Veritas lancia Enterprise Data Services per ridurre la complessità IT

A poco più di un anno dalla sua nomina, ZeroUno ha incontrato il country manager di Veritas Technologies Fabio Pascali per un confronto su quest’anno di attività e sugli ultimi annunci rilasciati dall’azienda specializzata in soluzioni di data management e storage management

05 Lug 2019

di Patrizia Fabbri

“È stato un anno intenso dove ho imparato a conoscere a fondo una realtà che ho subito trovato molto interessante, con una grande propensione alla ricerca e sviluppo e una forte attenzione alle esigenze dei clienti per semplificare il mondo della gestione dei dati”, è il primo commento di Fabio Pascali, country manager di Veritas Technologies che ZeroUno ha incontrato per un confronto a un anno dalla sua nomina e per approfondire gli ultimi annunci. Pascali specifica poi come Veritas sia presente in quasi tutti i mercati, dal finance alle telco, al manufacturing, alla PA ecc. e si rivolga a un target dimensionale che va dalle medie alle grandi imprese: “In alcuni casi le soluzioni sono le stesse che, in quanto scalabili, possono essere utilizzate in base alle esigenze specifiche dell’azienda, in altri abbiamo soluzioni mirate per le realtà più piccole”.
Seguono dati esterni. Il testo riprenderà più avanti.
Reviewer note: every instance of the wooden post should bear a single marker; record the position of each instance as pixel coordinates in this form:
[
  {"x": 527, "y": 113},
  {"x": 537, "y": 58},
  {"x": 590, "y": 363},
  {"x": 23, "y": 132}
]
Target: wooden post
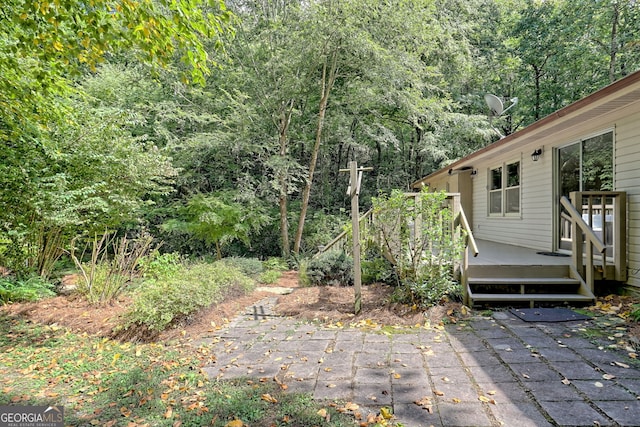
[
  {"x": 355, "y": 224},
  {"x": 353, "y": 191}
]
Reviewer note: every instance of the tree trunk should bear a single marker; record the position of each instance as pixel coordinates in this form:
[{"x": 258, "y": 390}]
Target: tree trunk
[
  {"x": 326, "y": 85},
  {"x": 613, "y": 50},
  {"x": 283, "y": 128}
]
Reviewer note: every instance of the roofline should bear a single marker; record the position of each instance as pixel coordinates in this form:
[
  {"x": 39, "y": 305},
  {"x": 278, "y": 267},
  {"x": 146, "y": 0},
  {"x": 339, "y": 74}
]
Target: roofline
[{"x": 623, "y": 83}]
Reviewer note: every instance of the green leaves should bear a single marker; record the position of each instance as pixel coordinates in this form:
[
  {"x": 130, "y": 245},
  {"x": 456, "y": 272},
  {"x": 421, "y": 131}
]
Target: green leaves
[{"x": 218, "y": 219}]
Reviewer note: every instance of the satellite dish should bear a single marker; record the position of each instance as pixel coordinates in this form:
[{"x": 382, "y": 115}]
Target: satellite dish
[{"x": 495, "y": 104}]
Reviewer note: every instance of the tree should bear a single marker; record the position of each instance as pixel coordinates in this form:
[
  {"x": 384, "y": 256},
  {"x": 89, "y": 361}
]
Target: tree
[{"x": 217, "y": 219}]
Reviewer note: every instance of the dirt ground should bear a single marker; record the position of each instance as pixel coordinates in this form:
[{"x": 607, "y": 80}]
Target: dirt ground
[{"x": 325, "y": 304}]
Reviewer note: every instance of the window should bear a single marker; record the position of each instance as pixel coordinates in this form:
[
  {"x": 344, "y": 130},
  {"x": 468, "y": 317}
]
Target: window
[{"x": 504, "y": 189}]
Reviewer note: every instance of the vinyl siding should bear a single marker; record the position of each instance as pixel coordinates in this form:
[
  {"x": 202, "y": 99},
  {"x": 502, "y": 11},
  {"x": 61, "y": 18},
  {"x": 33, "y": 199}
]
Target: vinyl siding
[
  {"x": 534, "y": 227},
  {"x": 627, "y": 178}
]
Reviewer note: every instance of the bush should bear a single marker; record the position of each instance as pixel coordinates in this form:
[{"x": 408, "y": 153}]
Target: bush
[
  {"x": 251, "y": 267},
  {"x": 329, "y": 268},
  {"x": 158, "y": 266},
  {"x": 425, "y": 295},
  {"x": 420, "y": 238},
  {"x": 275, "y": 263},
  {"x": 30, "y": 289},
  {"x": 270, "y": 276},
  {"x": 160, "y": 304},
  {"x": 377, "y": 269}
]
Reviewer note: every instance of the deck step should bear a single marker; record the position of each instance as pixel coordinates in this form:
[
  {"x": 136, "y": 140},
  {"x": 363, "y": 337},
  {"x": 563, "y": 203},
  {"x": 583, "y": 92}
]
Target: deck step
[
  {"x": 476, "y": 297},
  {"x": 522, "y": 281}
]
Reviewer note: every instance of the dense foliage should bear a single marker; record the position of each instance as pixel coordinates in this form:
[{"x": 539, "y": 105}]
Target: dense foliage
[
  {"x": 169, "y": 300},
  {"x": 102, "y": 129},
  {"x": 416, "y": 235}
]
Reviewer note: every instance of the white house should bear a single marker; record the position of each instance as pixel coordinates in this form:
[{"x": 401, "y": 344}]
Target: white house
[{"x": 511, "y": 190}]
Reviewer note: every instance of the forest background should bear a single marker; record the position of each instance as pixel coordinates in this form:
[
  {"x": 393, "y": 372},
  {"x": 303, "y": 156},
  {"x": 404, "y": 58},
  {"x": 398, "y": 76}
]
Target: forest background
[{"x": 220, "y": 129}]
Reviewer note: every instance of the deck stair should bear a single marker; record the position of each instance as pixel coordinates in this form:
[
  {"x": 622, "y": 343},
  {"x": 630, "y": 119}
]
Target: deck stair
[{"x": 519, "y": 284}]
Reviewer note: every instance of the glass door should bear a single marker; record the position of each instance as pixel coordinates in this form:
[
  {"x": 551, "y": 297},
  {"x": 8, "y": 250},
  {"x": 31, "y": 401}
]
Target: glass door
[{"x": 586, "y": 165}]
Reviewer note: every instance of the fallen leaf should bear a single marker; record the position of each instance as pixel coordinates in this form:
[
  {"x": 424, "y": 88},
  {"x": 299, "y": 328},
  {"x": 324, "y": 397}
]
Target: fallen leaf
[
  {"x": 487, "y": 400},
  {"x": 268, "y": 398},
  {"x": 350, "y": 406},
  {"x": 386, "y": 413}
]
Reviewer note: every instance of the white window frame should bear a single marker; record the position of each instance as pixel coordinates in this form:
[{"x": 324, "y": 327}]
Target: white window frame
[{"x": 504, "y": 190}]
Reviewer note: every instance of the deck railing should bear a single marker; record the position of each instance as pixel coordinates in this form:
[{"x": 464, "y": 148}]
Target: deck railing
[
  {"x": 597, "y": 231},
  {"x": 460, "y": 222},
  {"x": 341, "y": 241},
  {"x": 460, "y": 219}
]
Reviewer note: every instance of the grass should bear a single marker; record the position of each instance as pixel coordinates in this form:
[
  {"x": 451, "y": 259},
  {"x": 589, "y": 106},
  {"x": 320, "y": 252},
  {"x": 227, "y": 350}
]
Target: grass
[{"x": 109, "y": 383}]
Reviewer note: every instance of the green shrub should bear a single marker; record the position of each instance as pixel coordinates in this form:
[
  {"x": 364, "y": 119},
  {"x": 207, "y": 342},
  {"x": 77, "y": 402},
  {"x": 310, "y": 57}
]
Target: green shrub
[
  {"x": 425, "y": 247},
  {"x": 377, "y": 269},
  {"x": 30, "y": 289},
  {"x": 157, "y": 265},
  {"x": 275, "y": 263},
  {"x": 106, "y": 282},
  {"x": 329, "y": 268},
  {"x": 251, "y": 267},
  {"x": 160, "y": 304},
  {"x": 270, "y": 276},
  {"x": 425, "y": 295}
]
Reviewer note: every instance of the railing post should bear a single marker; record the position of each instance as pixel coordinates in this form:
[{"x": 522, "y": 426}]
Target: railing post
[
  {"x": 576, "y": 236},
  {"x": 620, "y": 235}
]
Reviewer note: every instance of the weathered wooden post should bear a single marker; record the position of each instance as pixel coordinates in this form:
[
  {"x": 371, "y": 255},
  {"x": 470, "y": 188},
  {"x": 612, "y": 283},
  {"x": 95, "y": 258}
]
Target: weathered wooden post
[{"x": 353, "y": 191}]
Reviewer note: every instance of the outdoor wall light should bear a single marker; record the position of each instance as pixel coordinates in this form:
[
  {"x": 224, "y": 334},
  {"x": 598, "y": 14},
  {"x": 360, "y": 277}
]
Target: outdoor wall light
[{"x": 536, "y": 154}]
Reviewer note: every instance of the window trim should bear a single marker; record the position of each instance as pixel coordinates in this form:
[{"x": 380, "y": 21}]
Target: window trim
[{"x": 504, "y": 189}]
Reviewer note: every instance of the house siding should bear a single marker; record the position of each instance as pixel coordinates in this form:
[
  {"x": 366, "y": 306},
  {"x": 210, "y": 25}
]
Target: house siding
[
  {"x": 533, "y": 227},
  {"x": 616, "y": 108},
  {"x": 627, "y": 178}
]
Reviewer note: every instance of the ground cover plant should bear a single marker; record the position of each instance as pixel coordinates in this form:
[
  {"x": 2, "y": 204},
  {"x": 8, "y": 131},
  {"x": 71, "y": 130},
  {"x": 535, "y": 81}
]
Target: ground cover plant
[{"x": 171, "y": 299}]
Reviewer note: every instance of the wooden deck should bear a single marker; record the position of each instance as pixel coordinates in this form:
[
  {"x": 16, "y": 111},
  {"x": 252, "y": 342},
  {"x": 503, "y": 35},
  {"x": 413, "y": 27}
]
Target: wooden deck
[
  {"x": 515, "y": 275},
  {"x": 492, "y": 253}
]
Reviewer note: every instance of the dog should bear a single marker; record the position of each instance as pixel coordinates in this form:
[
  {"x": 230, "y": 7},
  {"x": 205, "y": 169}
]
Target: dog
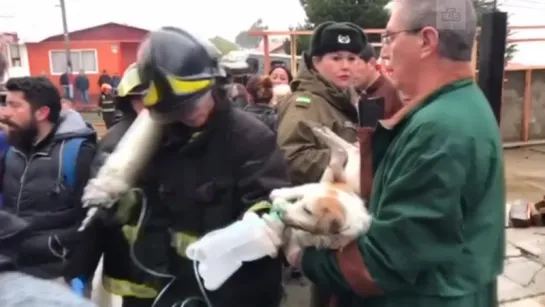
[{"x": 329, "y": 214}]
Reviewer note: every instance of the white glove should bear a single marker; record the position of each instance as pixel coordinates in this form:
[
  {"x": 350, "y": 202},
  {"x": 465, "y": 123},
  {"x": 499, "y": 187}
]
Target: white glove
[{"x": 274, "y": 228}]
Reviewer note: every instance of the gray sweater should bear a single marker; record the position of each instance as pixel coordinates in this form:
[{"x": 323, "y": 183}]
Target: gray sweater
[{"x": 20, "y": 290}]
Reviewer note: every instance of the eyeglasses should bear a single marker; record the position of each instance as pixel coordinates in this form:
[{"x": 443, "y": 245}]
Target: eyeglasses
[{"x": 387, "y": 38}]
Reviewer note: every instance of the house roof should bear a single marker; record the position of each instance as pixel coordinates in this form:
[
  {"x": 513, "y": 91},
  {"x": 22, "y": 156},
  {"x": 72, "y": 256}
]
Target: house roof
[{"x": 88, "y": 29}]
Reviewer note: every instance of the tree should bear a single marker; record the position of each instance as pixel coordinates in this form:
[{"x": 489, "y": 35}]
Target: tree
[
  {"x": 247, "y": 41},
  {"x": 368, "y": 14},
  {"x": 485, "y": 6},
  {"x": 302, "y": 42}
]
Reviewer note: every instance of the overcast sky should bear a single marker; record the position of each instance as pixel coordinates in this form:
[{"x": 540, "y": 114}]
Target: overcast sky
[{"x": 37, "y": 19}]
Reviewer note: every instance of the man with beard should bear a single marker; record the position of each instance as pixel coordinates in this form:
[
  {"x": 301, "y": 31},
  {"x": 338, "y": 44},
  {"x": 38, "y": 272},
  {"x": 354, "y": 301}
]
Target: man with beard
[{"x": 45, "y": 170}]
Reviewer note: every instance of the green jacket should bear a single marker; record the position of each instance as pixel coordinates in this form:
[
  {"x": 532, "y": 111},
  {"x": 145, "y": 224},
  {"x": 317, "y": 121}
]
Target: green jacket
[
  {"x": 438, "y": 204},
  {"x": 313, "y": 101}
]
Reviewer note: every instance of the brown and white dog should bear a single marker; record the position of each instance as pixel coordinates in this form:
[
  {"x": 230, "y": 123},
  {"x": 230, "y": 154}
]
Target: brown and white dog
[{"x": 329, "y": 214}]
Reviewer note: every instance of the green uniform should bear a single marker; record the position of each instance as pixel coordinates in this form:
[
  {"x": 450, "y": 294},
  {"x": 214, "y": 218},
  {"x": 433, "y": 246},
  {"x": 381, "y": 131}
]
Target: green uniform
[
  {"x": 438, "y": 203},
  {"x": 313, "y": 101}
]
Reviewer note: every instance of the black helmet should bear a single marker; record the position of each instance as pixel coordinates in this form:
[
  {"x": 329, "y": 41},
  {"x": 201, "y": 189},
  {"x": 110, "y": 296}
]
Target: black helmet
[{"x": 178, "y": 67}]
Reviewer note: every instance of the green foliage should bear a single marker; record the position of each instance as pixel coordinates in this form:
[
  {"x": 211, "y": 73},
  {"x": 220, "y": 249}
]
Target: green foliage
[
  {"x": 302, "y": 42},
  {"x": 369, "y": 14},
  {"x": 247, "y": 41},
  {"x": 225, "y": 46}
]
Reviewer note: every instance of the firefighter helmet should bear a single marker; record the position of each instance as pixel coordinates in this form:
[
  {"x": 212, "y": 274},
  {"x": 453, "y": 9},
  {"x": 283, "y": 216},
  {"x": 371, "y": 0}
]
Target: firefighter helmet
[{"x": 179, "y": 69}]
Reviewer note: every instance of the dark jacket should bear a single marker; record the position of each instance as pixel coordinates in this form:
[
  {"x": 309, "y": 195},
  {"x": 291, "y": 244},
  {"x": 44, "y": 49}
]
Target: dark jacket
[
  {"x": 264, "y": 113},
  {"x": 313, "y": 101},
  {"x": 17, "y": 289},
  {"x": 120, "y": 275},
  {"x": 106, "y": 103},
  {"x": 82, "y": 83},
  {"x": 34, "y": 189}
]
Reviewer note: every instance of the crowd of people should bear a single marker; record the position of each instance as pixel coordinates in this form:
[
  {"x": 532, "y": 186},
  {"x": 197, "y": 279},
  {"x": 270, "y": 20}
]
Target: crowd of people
[{"x": 432, "y": 173}]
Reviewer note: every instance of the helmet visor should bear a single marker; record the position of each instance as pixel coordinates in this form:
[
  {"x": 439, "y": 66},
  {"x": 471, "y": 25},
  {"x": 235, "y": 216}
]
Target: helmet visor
[{"x": 178, "y": 87}]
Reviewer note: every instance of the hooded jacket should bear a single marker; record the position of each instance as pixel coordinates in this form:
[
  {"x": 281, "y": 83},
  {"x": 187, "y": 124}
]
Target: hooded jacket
[
  {"x": 313, "y": 101},
  {"x": 34, "y": 189},
  {"x": 18, "y": 289}
]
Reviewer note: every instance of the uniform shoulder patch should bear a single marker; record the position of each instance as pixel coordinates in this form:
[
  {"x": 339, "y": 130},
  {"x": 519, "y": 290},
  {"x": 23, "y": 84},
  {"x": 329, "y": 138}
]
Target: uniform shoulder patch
[{"x": 303, "y": 101}]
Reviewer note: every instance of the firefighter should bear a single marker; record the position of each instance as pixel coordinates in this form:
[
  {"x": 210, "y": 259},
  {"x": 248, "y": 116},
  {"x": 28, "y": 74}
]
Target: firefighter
[
  {"x": 107, "y": 105},
  {"x": 113, "y": 238},
  {"x": 214, "y": 164}
]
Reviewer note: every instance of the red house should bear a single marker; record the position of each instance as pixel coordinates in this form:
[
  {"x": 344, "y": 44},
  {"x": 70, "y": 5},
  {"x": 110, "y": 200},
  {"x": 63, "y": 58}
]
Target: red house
[{"x": 111, "y": 47}]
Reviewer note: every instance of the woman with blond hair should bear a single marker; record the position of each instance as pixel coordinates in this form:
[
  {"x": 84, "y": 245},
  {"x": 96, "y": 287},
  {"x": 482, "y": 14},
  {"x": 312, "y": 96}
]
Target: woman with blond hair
[{"x": 261, "y": 98}]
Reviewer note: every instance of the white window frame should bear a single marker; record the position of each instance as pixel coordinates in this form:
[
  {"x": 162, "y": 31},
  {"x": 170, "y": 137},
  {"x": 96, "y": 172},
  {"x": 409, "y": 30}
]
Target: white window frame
[{"x": 95, "y": 52}]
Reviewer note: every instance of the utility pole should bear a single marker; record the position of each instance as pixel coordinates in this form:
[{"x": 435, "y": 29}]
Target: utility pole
[{"x": 66, "y": 36}]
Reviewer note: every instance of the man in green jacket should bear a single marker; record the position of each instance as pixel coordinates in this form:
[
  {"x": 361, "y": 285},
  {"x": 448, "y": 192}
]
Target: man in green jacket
[{"x": 438, "y": 197}]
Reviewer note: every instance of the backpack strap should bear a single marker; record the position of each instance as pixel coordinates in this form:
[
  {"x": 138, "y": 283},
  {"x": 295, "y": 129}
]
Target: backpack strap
[{"x": 70, "y": 154}]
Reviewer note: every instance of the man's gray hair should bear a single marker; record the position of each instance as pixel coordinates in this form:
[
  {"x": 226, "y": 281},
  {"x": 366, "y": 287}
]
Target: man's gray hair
[{"x": 455, "y": 21}]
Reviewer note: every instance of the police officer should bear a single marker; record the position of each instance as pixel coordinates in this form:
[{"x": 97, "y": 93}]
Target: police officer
[
  {"x": 216, "y": 163},
  {"x": 320, "y": 94},
  {"x": 115, "y": 237}
]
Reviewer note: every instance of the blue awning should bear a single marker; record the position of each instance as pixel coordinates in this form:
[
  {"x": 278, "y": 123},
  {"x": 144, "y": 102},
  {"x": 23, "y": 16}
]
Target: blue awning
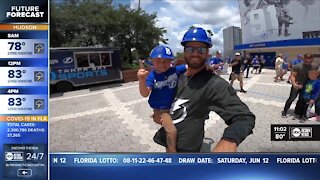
[{"x": 284, "y": 43}]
Innovazione, customer centric, persone: i 3 focus point di Veritas

Azienda di riferimento dello storage management, fondata nel 1983, Veritas Technologies, che nel frattempo era diventata Veritas Software, fu protagonista di una storica acquisizione da parte di Symantec nel 2004 per poi tornare completamente indipendente nel 2016 con il nome originario e un nuovo management. A Pascali abbiamo chiesto quali sono i 3 elementi che, dal suo punto di vista, caratterizzano Veritas.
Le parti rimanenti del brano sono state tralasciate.